An important drawback in many conventional quantum information protocols is that they require an experimenter to flawlessly control their laboratory. This is an idealization that one may only aspire to meet. For all practical purposes, quantum devices cannot be fully controlled. A powerful solution is called device-independence. In contrast to conventional protocols, device-independent protocols view quantum devices as black boxes, i.e. systems about which we know nothing. The success of a protocol is then deduced only from the statistics produced by these black boxes. However, such minimalistic assumptions make implementations very demanding.

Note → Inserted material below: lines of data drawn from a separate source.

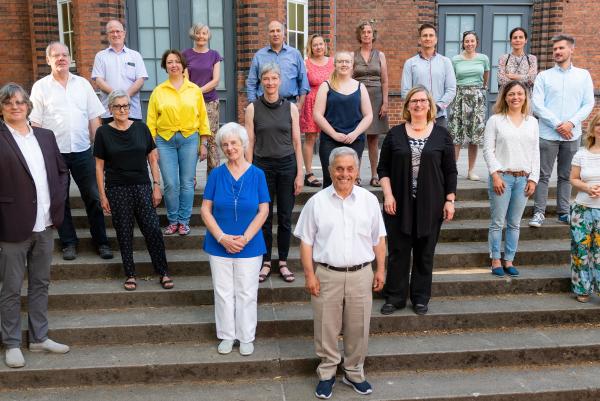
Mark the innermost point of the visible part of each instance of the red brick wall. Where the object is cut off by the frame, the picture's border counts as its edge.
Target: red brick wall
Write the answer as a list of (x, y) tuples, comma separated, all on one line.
[(15, 43)]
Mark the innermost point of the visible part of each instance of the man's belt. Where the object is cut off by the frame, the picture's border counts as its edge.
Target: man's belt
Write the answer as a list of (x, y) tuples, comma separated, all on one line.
[(346, 268)]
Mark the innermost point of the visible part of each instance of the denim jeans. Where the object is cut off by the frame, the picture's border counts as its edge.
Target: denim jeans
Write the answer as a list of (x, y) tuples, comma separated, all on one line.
[(507, 207), (83, 169), (177, 161)]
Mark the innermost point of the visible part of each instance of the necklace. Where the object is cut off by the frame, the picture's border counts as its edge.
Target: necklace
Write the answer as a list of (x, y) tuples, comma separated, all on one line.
[(236, 197)]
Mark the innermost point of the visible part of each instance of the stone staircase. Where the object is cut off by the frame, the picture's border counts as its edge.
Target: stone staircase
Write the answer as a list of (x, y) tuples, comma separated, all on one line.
[(484, 338)]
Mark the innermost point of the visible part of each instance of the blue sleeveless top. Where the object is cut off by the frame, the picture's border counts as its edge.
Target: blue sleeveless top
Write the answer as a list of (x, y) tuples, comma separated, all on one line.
[(342, 112)]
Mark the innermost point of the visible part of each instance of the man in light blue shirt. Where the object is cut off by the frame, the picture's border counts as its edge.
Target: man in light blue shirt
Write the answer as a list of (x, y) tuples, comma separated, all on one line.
[(563, 96), (119, 67), (431, 70), (294, 82)]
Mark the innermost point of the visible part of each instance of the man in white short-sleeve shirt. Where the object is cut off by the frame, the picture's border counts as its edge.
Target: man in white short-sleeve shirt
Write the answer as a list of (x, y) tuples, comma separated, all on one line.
[(119, 67), (67, 105), (342, 231)]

This has motivated a semi-device-independent approach, where one aims to combine the black-box spirit of device-independence with the friendliness in implementation of conventional protocols. To achieve this, one makes only a small and reasonable assumption on the quantum devices. The natural question therefore becomes: what assumption should we make? The answer that has dominated research on the topic in the last decade has been to assume knowledge of the relevant degrees of freedom, i.e. the quantum dimension. This approach has harvested much success, but it has well-known drawbacks: dimensions cannot be measured and they cannot be controlled in each round of an experiment.
The newly published paper proposes to substitute the dimension-assumption for something entirely different, namely an assumption of a lower limit on the quality of a quantum device. The idea is to first let the experimenter decide which procedure to run in their lab and then estimate how inaccurately this procedure possibly could be performed, i.e. how much the device should be distrusted. This estimation can be based on a measurable quantity and describes the experiment on the level of probabilities, rather than on a round-to-round basis. The work establishes methods to characterize quantum correlations when the distrust is bounded and also shows how this understanding can be harvested for the development of concrete quantum information protocols e.g. for certification of detection efficiency or the generation of random numbers. In this picture, one can investigate the trade-off between weaker assumptions (more distrust) and the efficiency of quantum information protocols.